A diferencia de los del sistema nervioso central, los nervios periféricos sí tienen capacidad regenerativa, gracias a las células de Schwann. Sin embargo, la calidad de la regeneración depende del grado de la lesión. En la neuropraxia la recuperación es completa y rápida. En la axonotmesis es buena pero lenta. A partir del tercer grado de Sunderland, la regeneración es cada vez más imperfecta y la fibrosis intraneural puede impedir que los axones alcancen su diana.

¿Es lo mismo neuropatía que lesión nerviosa periférica?

Son conceptos que se solapan pero no son idénticos. Neuropatía es un término más amplio que incluye cualquier disfunción de un nervio periférico, ya sea por lesión traumática, compresión, inflamación, tóxicos, metabolopatía (como la polineuropatía diabética) o causa hereditaria. La lesión nerviosa periférica suele reservarse para el daño producido por un agente mecánico concreto.
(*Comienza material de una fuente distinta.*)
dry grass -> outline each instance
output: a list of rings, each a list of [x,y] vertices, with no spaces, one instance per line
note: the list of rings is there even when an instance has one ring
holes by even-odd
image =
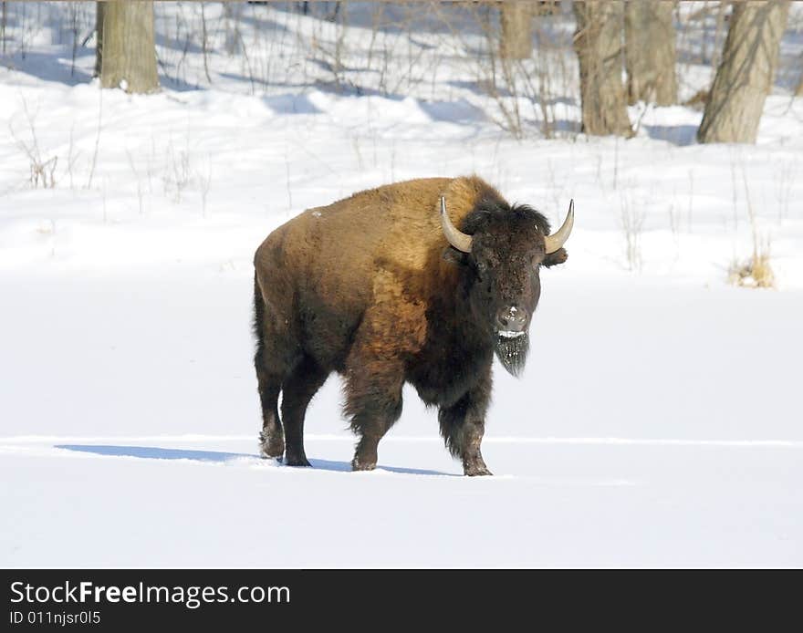
[[[747,215],[750,218],[750,230],[753,233],[753,256],[742,261],[734,259],[728,266],[728,283],[745,288],[774,288],[776,287],[775,273],[769,263],[770,241],[768,237],[762,239],[759,235],[744,165],[742,165],[742,181],[745,185],[745,201],[747,204]]]
[[[769,251],[754,253],[746,261],[735,260],[728,268],[728,283],[743,288],[775,288]]]

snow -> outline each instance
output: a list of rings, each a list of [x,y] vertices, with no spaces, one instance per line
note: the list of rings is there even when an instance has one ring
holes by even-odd
[[[170,5],[167,40],[200,10]],[[90,81],[91,48],[70,75],[66,8],[45,5],[56,15],[36,30],[9,6],[29,40],[0,67],[0,565],[803,565],[803,99],[787,70],[755,146],[697,145],[702,113],[683,106],[634,106],[630,140],[545,139],[531,122],[518,141],[466,88],[470,30],[433,27],[443,47],[422,33],[420,56],[403,45],[424,67],[445,56],[434,78],[384,92],[355,62],[344,73],[365,89],[339,92],[291,56],[300,37],[331,43],[333,25],[249,5],[283,34],[255,50],[244,21],[253,67],[281,51],[295,81],[276,67],[287,81],[256,81],[221,45],[210,86],[203,55],[168,42],[164,89],[128,96]],[[222,42],[224,17],[206,10]],[[710,78],[681,67],[689,95]],[[32,151],[57,157],[55,187],[32,187]],[[378,470],[349,472],[337,377],[308,414],[314,468],[258,459],[256,247],[305,208],[470,172],[556,225],[577,208],[568,261],[542,275],[527,368],[495,368],[495,476],[460,476],[409,389]],[[748,203],[775,290],[726,283],[752,253]]]

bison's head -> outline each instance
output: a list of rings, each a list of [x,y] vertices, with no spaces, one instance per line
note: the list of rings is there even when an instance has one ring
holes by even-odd
[[[451,259],[464,268],[464,288],[474,319],[492,337],[496,357],[511,374],[524,367],[527,328],[541,295],[539,270],[566,261],[563,244],[574,223],[574,202],[563,225],[535,209],[498,200],[481,202],[457,229],[441,198],[441,223]],[[454,250],[452,250],[454,249]]]

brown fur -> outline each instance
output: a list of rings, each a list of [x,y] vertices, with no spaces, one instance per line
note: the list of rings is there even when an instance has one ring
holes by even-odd
[[[402,387],[409,381],[427,404],[441,407],[442,431],[466,472],[487,472],[479,442],[494,343],[485,324],[474,323],[483,318],[465,316],[473,269],[443,256],[451,249],[440,223],[442,195],[458,227],[481,208],[515,212],[475,176],[408,181],[309,209],[259,246],[256,368],[260,395],[266,394],[266,455],[281,454],[283,426],[287,461],[308,463],[304,410],[326,376],[338,371],[346,379],[345,412],[362,436],[355,469],[375,464],[379,440],[401,414]],[[548,224],[522,209],[516,217],[533,221],[527,224],[533,234],[506,238],[524,244],[506,248],[532,250],[535,255],[522,257],[546,265],[565,260],[562,249],[545,257],[542,240],[537,250],[537,236],[548,233]],[[527,260],[519,267],[528,265]],[[535,302],[538,292],[539,285]],[[278,388],[285,392],[281,424],[273,395]],[[289,403],[288,393],[297,394]]]

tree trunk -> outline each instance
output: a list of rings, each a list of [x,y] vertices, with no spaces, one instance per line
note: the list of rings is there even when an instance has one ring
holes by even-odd
[[[533,55],[533,14],[526,2],[502,3],[502,41],[499,53],[506,59],[528,59]]]
[[[677,101],[673,4],[629,2],[624,15],[628,103],[671,106]]]
[[[803,55],[800,56],[800,61],[803,62]],[[803,63],[800,64],[803,67]],[[800,79],[798,81],[798,88],[795,90],[795,97],[803,97],[803,72],[800,73]]]
[[[95,77],[100,77],[103,67],[103,8],[105,2],[95,3]]]
[[[735,5],[722,63],[697,130],[701,143],[756,142],[788,13],[788,2]]]
[[[159,89],[153,43],[153,3],[104,3],[100,86],[128,93]]]
[[[621,2],[576,2],[574,47],[580,67],[583,131],[632,136],[621,83]]]

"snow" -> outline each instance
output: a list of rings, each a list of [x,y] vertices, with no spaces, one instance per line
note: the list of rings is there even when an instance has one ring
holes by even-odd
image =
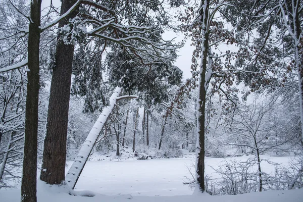
[[[75,184],[77,183],[78,178],[81,174],[82,169],[85,165],[92,147],[99,136],[99,133],[103,128],[113,109],[116,106],[116,102],[121,91],[121,88],[119,87],[116,87],[114,90],[113,94],[110,98],[110,105],[103,109],[102,113],[99,116],[98,119],[87,135],[84,143],[82,145],[78,156],[66,175],[66,180],[71,187],[74,188]]]
[[[28,59],[27,59],[27,58],[26,58],[24,60],[23,60],[21,62],[19,62],[17,64],[15,64],[15,65],[13,65],[10,66],[5,67],[4,68],[0,69],[0,72],[7,72],[8,71],[13,70],[15,69],[18,69],[20,67],[25,66],[25,65],[27,65],[27,62],[28,62]],[[27,69],[26,71],[29,71],[29,70],[28,70],[28,69]]]
[[[227,161],[240,161],[248,157],[228,158]],[[286,165],[289,157],[263,156]],[[189,178],[187,167],[193,169],[194,158],[136,160],[134,158],[112,161],[87,162],[75,190],[68,186],[50,186],[38,180],[38,201],[210,201],[285,202],[303,201],[303,190],[267,191],[237,195],[211,196],[193,193],[183,182]],[[218,168],[224,159],[206,158],[206,174],[215,176],[211,167]],[[273,171],[273,165],[263,162],[264,171]],[[89,190],[89,191],[85,191]],[[101,195],[105,194],[105,195]],[[74,195],[77,195],[75,196]],[[19,189],[0,190],[1,201],[19,201]],[[84,197],[83,196],[86,196]],[[92,197],[87,197],[87,196]]]
[[[227,161],[245,161],[248,157],[226,158]],[[262,156],[280,166],[286,166],[289,157]],[[132,195],[174,196],[191,194],[193,191],[183,182],[188,182],[194,173],[195,158],[88,161],[82,171],[75,190],[89,190],[106,195],[130,194]],[[212,168],[223,164],[223,158],[206,158],[206,174],[218,177]],[[274,166],[261,163],[264,172],[274,172]],[[120,183],[120,182],[123,182]]]

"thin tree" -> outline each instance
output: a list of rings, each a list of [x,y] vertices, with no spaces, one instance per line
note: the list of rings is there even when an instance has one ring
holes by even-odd
[[[21,201],[37,201],[37,149],[38,146],[38,100],[39,88],[40,29],[41,0],[30,2],[28,30],[28,62],[25,109],[25,135]]]

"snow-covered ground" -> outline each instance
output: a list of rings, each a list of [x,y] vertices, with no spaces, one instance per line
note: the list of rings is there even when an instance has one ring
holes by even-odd
[[[263,157],[286,165],[290,157]],[[245,160],[247,157],[226,158],[226,160]],[[222,158],[206,158],[206,174],[216,177],[212,167],[222,164]],[[49,188],[38,181],[38,201],[303,201],[303,190],[268,191],[235,196],[210,196],[193,194],[183,182],[191,178],[188,168],[194,164],[194,158],[136,160],[93,161],[88,162],[76,186],[78,194],[94,197],[72,196],[69,191],[55,186]],[[263,162],[264,170],[273,172],[274,167]],[[93,192],[88,192],[89,190]],[[101,195],[105,194],[105,195]],[[19,201],[19,189],[1,190],[0,201]],[[203,198],[203,199],[202,199]]]
[[[263,159],[286,165],[290,157],[266,157]],[[227,161],[244,161],[247,157],[227,158]],[[217,177],[217,169],[222,158],[206,158],[206,174]],[[195,159],[162,159],[147,160],[89,161],[79,179],[75,190],[89,190],[106,195],[173,196],[191,194],[193,191],[184,181],[192,179],[188,171],[194,172]],[[274,166],[262,162],[264,172],[270,174]],[[189,180],[188,180],[189,179]]]

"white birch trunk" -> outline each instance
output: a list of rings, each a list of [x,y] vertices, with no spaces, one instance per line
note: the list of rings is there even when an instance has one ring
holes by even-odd
[[[73,165],[65,176],[65,180],[67,184],[73,189],[76,185],[95,142],[98,138],[99,133],[104,127],[108,118],[116,105],[117,99],[119,98],[121,91],[121,87],[117,87],[115,89],[113,94],[110,98],[110,105],[103,109],[102,113],[89,132],[84,143],[82,145]]]

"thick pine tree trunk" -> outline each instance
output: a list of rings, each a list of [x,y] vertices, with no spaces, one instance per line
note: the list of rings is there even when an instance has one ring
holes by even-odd
[[[62,0],[61,14],[66,13],[76,0]],[[76,10],[69,16],[73,18]],[[59,23],[59,27],[67,24],[68,19]],[[59,37],[60,36],[59,36]],[[65,44],[58,39],[53,70],[49,103],[44,144],[40,179],[50,184],[59,184],[65,180],[66,141],[71,81],[74,46]]]
[[[30,2],[28,31],[28,62],[25,109],[25,135],[21,184],[21,201],[37,201],[37,150],[38,138],[38,101],[40,76],[39,46],[41,0]]]
[[[196,145],[196,172],[197,183],[200,191],[205,191],[204,178],[205,155],[205,102],[206,98],[206,74],[207,66],[207,56],[208,54],[209,31],[207,27],[209,18],[208,9],[209,0],[205,0],[201,3],[201,20],[203,23],[201,28],[202,50],[199,83],[199,92],[197,106],[197,145]]]
[[[137,128],[138,127],[138,115],[139,115],[139,108],[137,110],[137,113],[136,113],[136,119],[135,120],[135,126],[134,129],[134,135],[133,136],[133,152],[134,152],[135,149],[136,145],[136,132],[137,131]]]
[[[126,118],[125,119],[125,123],[124,124],[124,130],[123,131],[123,138],[122,139],[122,146],[124,146],[124,142],[125,142],[125,134],[126,134],[126,126],[127,126],[127,119],[128,119],[128,112],[129,110],[126,112]]]

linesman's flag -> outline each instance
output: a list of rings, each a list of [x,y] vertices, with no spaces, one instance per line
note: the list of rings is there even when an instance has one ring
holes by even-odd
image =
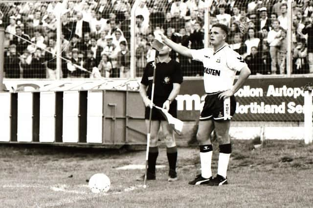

¿Quiénes fueron Seddon y Sunderland?

Herbert Seddon (1903-1977) fue un cirujano ortopédico británico que estableció en 1943 la clasificación en neuropraxia, axonotmesis y neurotmesis mientras trabajaba con heridos de la Segunda Guerra Mundial. Sydney Sunderland (1910-1993) fue un neuroanatomista australiano que en 1951 refinó esa clasificación correlacionando los grados de daño con las capas histológicas del nervio. Sus dos sistemas siguen siendo complementarios y se usan conjuntamente en la práctica clínica.

Referencias

  1. Biblioteca Nacional de Medicina de Estados Unidos. Enfermedades de los nervios periféricos. MedlinePlus en español.
  2. Instituto Nacional de Trastornos Neurológicos y Accidentes Cerebrovasculares (NINDS). Neuropatía periférica.
  3. Universidad Complutense de Madrid. Lesiones de los nervios periféricos (material docente).
  4. Giócoli H, Socolovsky M, Leston JM. Fundamentos de la cirugía de los nervios periféricos. Revista Argentina de Neurocirugía.